Cardinal Mahony deplores abuse, defends church litigation

Cardinal Roger Mahony said the sexual abuse scandal in the Roman Catholic Church is not the cross he would have chosen but that he accepts that helping heal both victims and the church must now be one of his priorities.

"I know the priests, when I talk to them sometimes, a lot of priests say I wish it would all go away.... And I said, 'That's where we're missing it. This is our ministry now. Our ministry is to heal victims and heal the church,'" he told the Los Angeles Times in an interview Thursday.

The church faces hundreds of civil lawsuits from people who claim they were molested by clergy. In many cases, lawyers for the alleged victims maintain the church hierarchy failed to shield children from known abusers, and Mahony has fought their efforts to force the Archdiocese of Los Angeles to turn over internal church documents concerning the priests.

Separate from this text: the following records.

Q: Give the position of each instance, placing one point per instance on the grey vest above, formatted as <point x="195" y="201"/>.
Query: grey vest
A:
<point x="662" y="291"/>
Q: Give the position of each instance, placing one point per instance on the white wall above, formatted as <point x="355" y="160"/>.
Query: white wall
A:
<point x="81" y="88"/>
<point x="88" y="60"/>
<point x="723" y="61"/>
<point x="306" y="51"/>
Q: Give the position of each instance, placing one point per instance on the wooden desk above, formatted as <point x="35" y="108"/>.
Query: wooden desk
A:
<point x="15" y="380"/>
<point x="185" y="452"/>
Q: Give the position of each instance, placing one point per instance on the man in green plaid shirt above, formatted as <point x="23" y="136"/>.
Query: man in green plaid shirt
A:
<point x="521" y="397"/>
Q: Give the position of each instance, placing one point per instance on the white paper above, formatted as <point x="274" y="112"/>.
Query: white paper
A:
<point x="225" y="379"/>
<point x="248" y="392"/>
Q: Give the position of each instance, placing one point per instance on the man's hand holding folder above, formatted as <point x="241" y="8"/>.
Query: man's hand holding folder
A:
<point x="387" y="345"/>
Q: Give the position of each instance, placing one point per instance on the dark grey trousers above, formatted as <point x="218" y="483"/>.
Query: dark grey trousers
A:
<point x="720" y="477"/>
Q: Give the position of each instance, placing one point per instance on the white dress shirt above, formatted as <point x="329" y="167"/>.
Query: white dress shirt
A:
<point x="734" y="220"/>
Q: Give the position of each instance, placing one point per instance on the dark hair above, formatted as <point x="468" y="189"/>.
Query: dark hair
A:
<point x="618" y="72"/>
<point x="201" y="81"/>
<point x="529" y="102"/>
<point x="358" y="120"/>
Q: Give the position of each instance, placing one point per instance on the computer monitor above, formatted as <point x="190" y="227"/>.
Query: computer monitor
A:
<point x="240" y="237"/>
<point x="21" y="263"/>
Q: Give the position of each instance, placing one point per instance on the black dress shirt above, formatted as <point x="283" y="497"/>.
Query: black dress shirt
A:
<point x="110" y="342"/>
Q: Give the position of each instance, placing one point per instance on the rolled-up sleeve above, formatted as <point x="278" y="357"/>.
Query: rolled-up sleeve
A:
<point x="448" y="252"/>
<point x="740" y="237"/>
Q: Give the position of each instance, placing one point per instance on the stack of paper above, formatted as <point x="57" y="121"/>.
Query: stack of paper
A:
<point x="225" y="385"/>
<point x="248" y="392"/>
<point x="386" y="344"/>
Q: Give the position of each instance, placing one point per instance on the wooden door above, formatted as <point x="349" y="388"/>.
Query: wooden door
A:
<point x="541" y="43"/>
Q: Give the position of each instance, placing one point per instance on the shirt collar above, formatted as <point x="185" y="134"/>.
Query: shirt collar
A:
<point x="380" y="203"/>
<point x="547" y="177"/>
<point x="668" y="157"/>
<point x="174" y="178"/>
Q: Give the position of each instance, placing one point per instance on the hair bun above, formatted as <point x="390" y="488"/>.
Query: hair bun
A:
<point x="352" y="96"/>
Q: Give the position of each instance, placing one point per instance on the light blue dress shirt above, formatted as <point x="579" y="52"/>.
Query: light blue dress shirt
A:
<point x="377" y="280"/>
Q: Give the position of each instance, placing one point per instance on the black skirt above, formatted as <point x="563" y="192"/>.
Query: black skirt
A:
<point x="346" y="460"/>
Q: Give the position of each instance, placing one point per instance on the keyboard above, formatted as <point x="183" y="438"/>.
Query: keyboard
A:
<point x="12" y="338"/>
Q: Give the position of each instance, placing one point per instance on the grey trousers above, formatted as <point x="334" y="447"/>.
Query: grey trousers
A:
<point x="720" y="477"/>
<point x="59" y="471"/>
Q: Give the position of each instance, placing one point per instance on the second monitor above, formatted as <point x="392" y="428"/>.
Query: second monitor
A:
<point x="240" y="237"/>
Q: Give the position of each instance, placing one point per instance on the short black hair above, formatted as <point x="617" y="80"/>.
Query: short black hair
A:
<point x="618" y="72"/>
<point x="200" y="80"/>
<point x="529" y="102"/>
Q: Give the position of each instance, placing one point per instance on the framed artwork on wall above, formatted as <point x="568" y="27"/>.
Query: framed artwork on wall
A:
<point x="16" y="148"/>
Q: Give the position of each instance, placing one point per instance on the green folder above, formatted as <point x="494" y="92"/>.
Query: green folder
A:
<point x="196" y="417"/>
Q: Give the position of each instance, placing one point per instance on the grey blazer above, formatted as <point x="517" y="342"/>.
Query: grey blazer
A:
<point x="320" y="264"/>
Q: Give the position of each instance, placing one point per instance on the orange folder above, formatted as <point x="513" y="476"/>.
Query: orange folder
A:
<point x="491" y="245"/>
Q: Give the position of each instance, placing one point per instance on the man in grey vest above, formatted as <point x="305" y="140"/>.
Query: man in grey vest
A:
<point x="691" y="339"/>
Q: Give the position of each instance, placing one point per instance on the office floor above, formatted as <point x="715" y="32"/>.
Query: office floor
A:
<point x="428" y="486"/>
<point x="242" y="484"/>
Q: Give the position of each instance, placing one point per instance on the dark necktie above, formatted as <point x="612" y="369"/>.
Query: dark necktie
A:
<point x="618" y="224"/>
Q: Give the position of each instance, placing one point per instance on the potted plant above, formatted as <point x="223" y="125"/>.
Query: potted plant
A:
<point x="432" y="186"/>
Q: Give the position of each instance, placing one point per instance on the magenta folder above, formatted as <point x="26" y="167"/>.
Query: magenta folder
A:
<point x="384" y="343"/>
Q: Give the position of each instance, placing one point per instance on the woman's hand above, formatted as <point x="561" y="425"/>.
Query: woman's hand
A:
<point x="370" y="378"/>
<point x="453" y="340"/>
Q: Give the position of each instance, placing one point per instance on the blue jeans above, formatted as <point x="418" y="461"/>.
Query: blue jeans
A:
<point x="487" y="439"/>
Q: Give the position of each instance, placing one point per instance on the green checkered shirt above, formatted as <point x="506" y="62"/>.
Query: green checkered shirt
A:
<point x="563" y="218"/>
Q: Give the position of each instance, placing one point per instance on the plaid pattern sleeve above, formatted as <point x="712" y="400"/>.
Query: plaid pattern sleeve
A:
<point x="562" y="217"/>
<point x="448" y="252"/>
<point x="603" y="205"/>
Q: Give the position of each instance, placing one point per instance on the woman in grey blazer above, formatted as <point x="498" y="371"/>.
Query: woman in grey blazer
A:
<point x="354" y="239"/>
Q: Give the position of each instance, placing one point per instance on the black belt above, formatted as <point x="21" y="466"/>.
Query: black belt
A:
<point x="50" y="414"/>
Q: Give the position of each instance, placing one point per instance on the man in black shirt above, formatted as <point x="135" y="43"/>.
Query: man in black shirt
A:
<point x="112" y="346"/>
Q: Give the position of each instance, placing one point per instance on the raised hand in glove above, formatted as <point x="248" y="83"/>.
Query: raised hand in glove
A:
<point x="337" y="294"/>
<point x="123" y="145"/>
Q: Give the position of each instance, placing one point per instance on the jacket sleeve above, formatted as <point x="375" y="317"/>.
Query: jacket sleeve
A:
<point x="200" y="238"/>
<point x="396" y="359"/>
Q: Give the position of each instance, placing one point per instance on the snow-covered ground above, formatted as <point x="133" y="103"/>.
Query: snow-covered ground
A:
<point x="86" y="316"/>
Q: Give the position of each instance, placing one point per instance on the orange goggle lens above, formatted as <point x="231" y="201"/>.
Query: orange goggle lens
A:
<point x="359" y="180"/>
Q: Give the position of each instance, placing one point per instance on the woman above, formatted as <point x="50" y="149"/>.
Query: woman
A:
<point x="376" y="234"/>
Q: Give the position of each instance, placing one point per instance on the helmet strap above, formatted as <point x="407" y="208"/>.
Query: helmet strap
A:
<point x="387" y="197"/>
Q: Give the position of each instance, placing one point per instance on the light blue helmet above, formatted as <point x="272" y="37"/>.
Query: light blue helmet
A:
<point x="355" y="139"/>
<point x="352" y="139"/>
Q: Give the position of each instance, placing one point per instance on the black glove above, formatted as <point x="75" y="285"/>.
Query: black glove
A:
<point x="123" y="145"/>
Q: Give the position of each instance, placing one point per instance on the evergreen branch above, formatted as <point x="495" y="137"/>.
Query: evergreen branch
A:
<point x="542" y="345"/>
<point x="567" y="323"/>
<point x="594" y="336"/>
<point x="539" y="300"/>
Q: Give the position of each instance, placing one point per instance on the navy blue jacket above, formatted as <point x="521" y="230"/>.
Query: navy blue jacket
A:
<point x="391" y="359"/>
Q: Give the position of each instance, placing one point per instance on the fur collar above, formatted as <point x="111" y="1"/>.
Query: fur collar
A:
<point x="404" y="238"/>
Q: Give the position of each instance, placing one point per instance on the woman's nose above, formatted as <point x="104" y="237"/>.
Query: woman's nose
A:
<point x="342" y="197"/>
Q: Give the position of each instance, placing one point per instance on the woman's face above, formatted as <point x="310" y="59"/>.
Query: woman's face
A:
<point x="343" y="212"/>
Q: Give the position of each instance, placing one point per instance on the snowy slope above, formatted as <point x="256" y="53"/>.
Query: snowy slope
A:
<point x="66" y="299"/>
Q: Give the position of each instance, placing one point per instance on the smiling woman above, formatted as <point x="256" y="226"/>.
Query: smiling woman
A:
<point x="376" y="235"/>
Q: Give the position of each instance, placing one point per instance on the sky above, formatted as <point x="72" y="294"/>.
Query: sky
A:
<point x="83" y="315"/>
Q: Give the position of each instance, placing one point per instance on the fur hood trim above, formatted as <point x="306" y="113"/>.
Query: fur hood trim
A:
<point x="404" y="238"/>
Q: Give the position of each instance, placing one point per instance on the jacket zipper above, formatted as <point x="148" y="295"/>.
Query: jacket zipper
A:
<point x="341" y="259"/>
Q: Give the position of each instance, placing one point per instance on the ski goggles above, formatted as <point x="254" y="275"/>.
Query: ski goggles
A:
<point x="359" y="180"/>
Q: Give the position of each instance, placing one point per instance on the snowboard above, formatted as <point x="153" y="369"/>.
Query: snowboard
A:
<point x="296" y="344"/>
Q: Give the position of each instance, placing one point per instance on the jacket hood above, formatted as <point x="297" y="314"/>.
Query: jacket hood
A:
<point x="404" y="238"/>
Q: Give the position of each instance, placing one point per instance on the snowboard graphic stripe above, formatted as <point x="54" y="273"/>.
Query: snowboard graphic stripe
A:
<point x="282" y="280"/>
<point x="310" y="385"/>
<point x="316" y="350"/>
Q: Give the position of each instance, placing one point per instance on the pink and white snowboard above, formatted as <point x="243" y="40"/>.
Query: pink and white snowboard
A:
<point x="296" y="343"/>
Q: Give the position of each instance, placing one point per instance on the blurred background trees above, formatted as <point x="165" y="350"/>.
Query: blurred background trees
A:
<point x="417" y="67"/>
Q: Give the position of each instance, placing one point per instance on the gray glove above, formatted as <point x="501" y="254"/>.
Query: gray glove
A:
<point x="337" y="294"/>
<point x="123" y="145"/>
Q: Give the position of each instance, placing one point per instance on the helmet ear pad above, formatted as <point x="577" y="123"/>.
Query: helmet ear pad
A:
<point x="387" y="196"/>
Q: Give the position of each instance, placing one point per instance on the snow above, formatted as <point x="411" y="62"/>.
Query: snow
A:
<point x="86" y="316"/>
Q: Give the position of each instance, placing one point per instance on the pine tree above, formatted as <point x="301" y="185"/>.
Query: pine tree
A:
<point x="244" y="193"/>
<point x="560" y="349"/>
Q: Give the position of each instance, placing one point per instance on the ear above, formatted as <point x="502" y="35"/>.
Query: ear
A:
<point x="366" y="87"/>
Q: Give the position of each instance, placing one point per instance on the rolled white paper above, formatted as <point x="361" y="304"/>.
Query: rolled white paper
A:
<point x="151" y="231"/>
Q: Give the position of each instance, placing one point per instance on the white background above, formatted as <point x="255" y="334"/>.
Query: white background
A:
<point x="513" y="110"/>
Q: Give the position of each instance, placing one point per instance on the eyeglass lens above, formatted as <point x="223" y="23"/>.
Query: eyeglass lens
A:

In his interview, he criticized a report issued last year by the independent review board appointed by the U.S. Conference of Catholic Bishops, which described his archdiocese's litigation tactics in the abuse cases as doing "little to enhance the reputation of the church in the United States for transparency and cooperation."

His attorney, J. Michael Hennigan, called the report "political retribution" for the cardinal's previous criticism of the board.

Review board member Robert Bennett on Thursday responded that Hennigan's charge was "an absolute bald-faced lie." He said the board should have been harder on the archdiocese .

Hennigan said that of the 520 cases brought against the archdiocese, between 150 and 200 of the abuse cases were clear-cut and heart-wrenching, but he said others were more difficult to confirm, and he called some frivolous.

"One would think that having a great deal of insurance would be an asset here," Hennigan said. "Of course, what it does is open a second front (of litigation) because the insurance carriers are not at all excited about having this kind of liability against them," he said.

On Thursday, a federal judge in San Diego rejected the archdiocese's efforts to join a constitutional challenge to the state law allowing suits against the church for decades-old child molestations.

That case involves the Diocese of Davenport, Iowa, which has been sued under the 2003 law on allegations one of its priests molested a boy in San Diego more than 30 years ago. The Iowa diocese has argued that the law is an unconstitutional violation of due process and free exercise of religion.

The Los Angeles archdiocese wanted to join the Iowa challenge, but U.S. District Judge Larry Alan Burns ruled it didn't prove it would be directly affected by the case.